The pieces fell into place when Cole heard Fela’s 1971 collaboration with Cream/Blind Faith drummer Ginger Baker, Live! “When I heard Fela’s music, it really resonated,” Cole says. “He had Charlie Parker for the jazz, Chano Pozo, the big bands and then the Yoruba. It’s exactly what I felt I was looking for, because I grew up doing just that.”

This genre restlessness eventually paid off. Recently, Cole has been a sideman in ensembles ranging from Grammy-winning Puerto Rican pop group Calle 13 to bands led by Fabian Almazan, Alfredo Rodriguez, Eric Reed and Lionel Loueke.

Cole grew up in coastal Mayagüez, exposed early on to the rhythm of the barril. He was the only drummer in his high school and the only person to pursue a career in music.

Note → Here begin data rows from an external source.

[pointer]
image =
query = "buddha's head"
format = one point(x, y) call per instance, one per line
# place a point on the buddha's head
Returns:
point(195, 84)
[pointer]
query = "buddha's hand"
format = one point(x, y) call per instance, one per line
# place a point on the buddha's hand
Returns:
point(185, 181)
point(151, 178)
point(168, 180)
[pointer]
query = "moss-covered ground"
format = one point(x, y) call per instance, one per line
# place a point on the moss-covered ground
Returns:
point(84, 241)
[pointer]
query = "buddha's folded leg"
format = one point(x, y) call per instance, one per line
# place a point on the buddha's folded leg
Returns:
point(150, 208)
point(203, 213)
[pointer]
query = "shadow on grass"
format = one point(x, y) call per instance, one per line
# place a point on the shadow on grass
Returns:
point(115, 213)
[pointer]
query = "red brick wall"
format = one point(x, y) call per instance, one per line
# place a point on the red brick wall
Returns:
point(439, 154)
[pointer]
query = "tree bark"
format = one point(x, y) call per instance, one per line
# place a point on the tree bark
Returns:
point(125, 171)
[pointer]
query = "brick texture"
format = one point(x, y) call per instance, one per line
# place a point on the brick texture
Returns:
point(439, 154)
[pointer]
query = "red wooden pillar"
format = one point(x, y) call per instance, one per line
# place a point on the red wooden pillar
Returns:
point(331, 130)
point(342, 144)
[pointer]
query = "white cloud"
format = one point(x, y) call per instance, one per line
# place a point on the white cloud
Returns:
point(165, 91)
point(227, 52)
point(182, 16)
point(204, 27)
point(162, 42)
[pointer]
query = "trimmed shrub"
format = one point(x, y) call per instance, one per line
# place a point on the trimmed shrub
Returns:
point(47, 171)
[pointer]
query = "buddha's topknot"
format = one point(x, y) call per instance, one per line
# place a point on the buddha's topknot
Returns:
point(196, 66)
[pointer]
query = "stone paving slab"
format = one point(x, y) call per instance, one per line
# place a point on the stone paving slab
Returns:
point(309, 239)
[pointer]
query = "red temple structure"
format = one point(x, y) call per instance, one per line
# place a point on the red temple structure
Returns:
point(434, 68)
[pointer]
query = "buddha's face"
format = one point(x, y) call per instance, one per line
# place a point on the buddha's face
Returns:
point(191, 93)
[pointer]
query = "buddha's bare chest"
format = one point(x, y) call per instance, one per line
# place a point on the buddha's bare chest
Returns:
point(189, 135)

He moved to San Juan to attend the Conservatorio de Música de Puerto Rico, later transferring to Berklee and the Manhattan School of Music, where he discovered Kenny Clarke and Tony Williams. It all comes back to folklore, though. “The music that comes out of folklore, it has a meaning, a social content, a story. It’s not just music created by a school or something,” Cole says. “Jazz is folkloric music from America, classical music is folkloric music from Europe, bomba y plena is from Puerto Rico. When you hear Don Cherry or you hear Ornette, there’s still some folklore, even if they’re playing free.”

Cole’s eclectic approach made it hard to carve out a niche for himself in New York. “The Latin guys didn’t see me as a Latin player because I was too jazzy, but then the jazz guys always saw me as a Latin player,” he says. As his sensibility evolved, Cole found himself relying more on his jazz bona fides. “In the end, I realized that I wasn’t going to be Jack DeJohnette, so to me the jazz was a tool to help me find whoever I was going to be, which was a mixture of things.”